A factor of considerable importance was the revival of the lumbering interest. In 1869 a group of San Francisco businessmen had sent a scout north to look for a mill site; and as a result of his report on the Tacoma location, "the best I've seen," the Hanson and Ackerman Mill was constructed. This started Tacoma toward its future as the lumber capital of the world. Moreover, the advent of the mill started a small-scale boom. Construction workers were followed by mill hands, loggers, shopkeepers, mechanics, and bartenders, many bringing their wives and families with them. The village now became a regular port of call for the mail steamer, which heretofore had passed it by; telegraph connections were obtained; and the first electric lights on Puget Sound flickered at the mill. Other building was stimulated by the advent of the saw mill and the influx of settlers in search of jobs. So sudden and so great was the increase in business that a distinct shortage of currency occurred, and to meet this emergency the Hanson and Ackerman Company issued hammered-metal discs and rectangles to be used locally as a medium of exchange. These circulated briskly and served as a usable means of exchanging goods and services.

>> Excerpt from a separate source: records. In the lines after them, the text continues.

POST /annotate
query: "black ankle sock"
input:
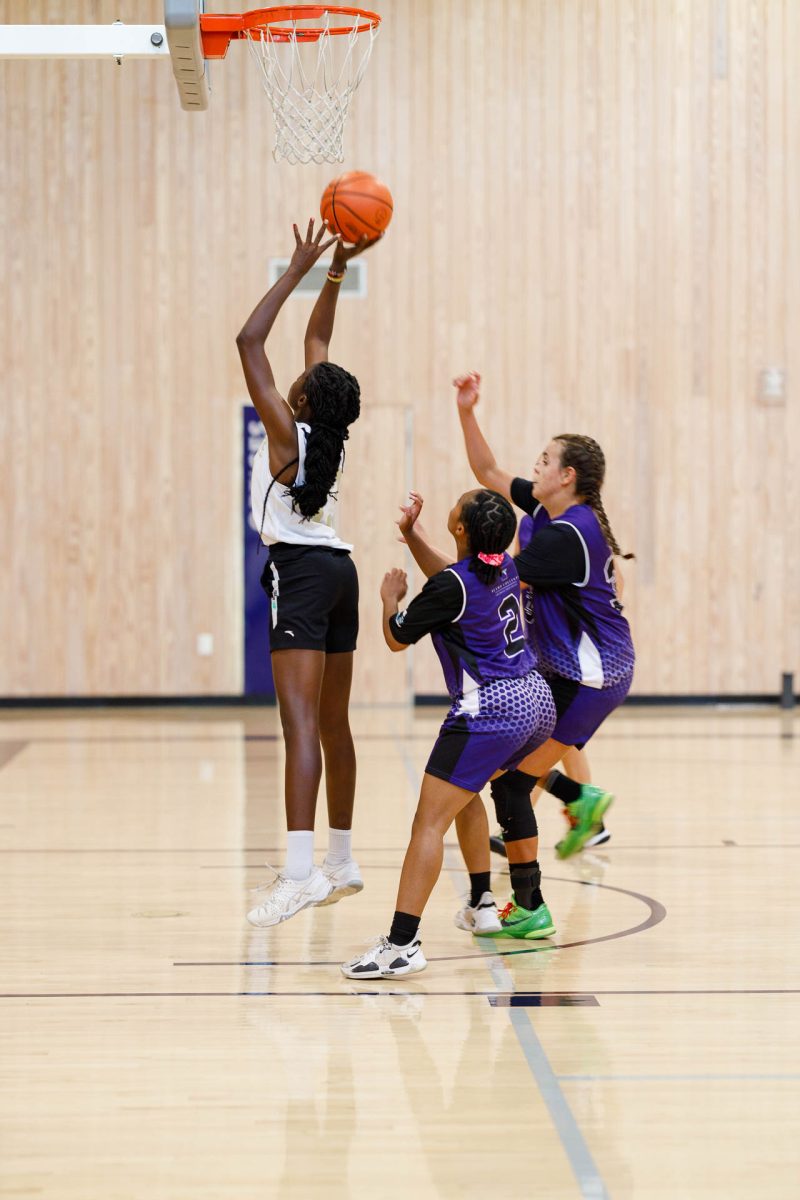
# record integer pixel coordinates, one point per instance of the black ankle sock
(525, 885)
(563, 787)
(479, 883)
(404, 929)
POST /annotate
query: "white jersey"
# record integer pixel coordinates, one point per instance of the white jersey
(278, 521)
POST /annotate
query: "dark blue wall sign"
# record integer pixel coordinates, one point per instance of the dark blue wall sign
(258, 672)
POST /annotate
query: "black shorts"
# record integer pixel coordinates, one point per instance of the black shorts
(313, 595)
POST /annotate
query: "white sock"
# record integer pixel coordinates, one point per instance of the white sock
(300, 855)
(338, 846)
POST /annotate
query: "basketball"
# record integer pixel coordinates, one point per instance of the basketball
(356, 204)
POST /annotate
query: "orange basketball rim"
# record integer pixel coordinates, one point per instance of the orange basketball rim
(278, 24)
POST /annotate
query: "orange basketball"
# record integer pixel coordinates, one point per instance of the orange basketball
(356, 204)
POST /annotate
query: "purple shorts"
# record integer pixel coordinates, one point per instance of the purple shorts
(492, 729)
(581, 709)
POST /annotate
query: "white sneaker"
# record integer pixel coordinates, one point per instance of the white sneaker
(481, 919)
(346, 881)
(284, 898)
(385, 960)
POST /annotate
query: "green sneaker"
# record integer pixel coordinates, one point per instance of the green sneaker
(585, 816)
(518, 922)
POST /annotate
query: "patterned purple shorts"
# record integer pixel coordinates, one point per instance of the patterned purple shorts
(582, 711)
(492, 729)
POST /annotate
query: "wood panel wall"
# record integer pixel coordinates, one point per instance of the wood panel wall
(596, 205)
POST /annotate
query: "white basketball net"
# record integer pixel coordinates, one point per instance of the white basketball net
(310, 85)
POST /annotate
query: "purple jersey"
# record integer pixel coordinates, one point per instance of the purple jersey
(476, 628)
(573, 621)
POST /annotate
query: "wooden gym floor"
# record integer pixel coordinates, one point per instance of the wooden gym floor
(156, 1045)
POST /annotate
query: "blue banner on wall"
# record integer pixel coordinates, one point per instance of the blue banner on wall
(258, 671)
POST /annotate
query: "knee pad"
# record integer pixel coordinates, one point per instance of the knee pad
(511, 795)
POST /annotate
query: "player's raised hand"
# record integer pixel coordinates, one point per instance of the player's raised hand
(410, 514)
(395, 586)
(307, 251)
(468, 389)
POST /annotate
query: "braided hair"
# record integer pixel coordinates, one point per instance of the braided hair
(588, 461)
(335, 400)
(491, 525)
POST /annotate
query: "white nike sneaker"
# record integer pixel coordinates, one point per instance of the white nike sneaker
(385, 960)
(481, 919)
(283, 898)
(346, 881)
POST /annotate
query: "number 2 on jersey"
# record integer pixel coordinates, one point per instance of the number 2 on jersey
(511, 617)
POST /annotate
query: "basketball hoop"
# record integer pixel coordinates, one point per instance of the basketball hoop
(312, 59)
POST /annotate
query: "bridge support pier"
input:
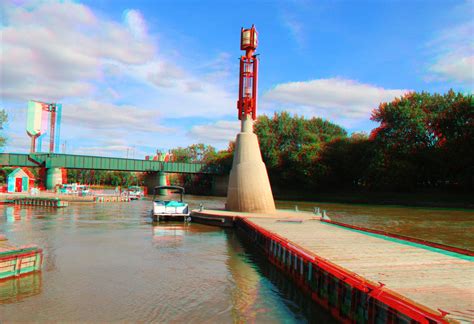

During the 1870s Tacoma began to develop its community activities. In 1870 the name of the town appeared for the first time on a map of the State issued by Hazerd Stevens. At about the same time the post office was moved from its inadequate quarters in Job Carr's cabin to the mill office, and the jail, which had been housed in a livery stable, was transferred to a building constructed of two-by-four scantlings for the special purpose of detention of lawbreakers. St. Peter's Church, which claimed to have the oldest bell tower in the United States — a 500-year-old tree trunk — was built in 1873. A hotel and a saloon were opened; it is said the "swearing Deacon," regularly on Sunday nights, put his head over the swinging doors and shouted, "I want every damn one of you to come to church tonight; and you'll each put fifty cents in the collection plate."
The year 1873 was a red-letter one in Tacoma history. On July 14, McCarver, who had clung to his idea that the Northern Pacific Railway would select the town for its terminus, and who had therefore continued to buy up land as a speculation venture until he held some 2,000 acres, and received a telegram announcing the selection of Tacoma for the terminus. Great was the excitement of the town's 200 inhabitants, even though it was soon revealed that the railroad had decided to locate about a mile and a half south of the town. Thus was New Tacoma started among stumps and logs; but within a short time, before the rails were laid into town, a Steilacoom paper could write: "Three new stores, one blacksmith shop, and legions of whiskey mills have sprung into existence in Tacoma since the location of the terminus, and are in full blast. The Johnson Brothers, of Seattle, have moved their extensive stock up here; and in a few days the firm of Hoffman and Frost of Olympia, will move hitherward their tin and hardware establishment." The Pierce County Commissioners authorized the formation of a city government; Thomas Prosch brought the Pacific Tribune from Olympia to Old Tacoma; a doctor came to town, a drugstore was started, more and bigger ships came into the bay, and the first postmaster of New Tacoma, W. H. Fife, was appointed.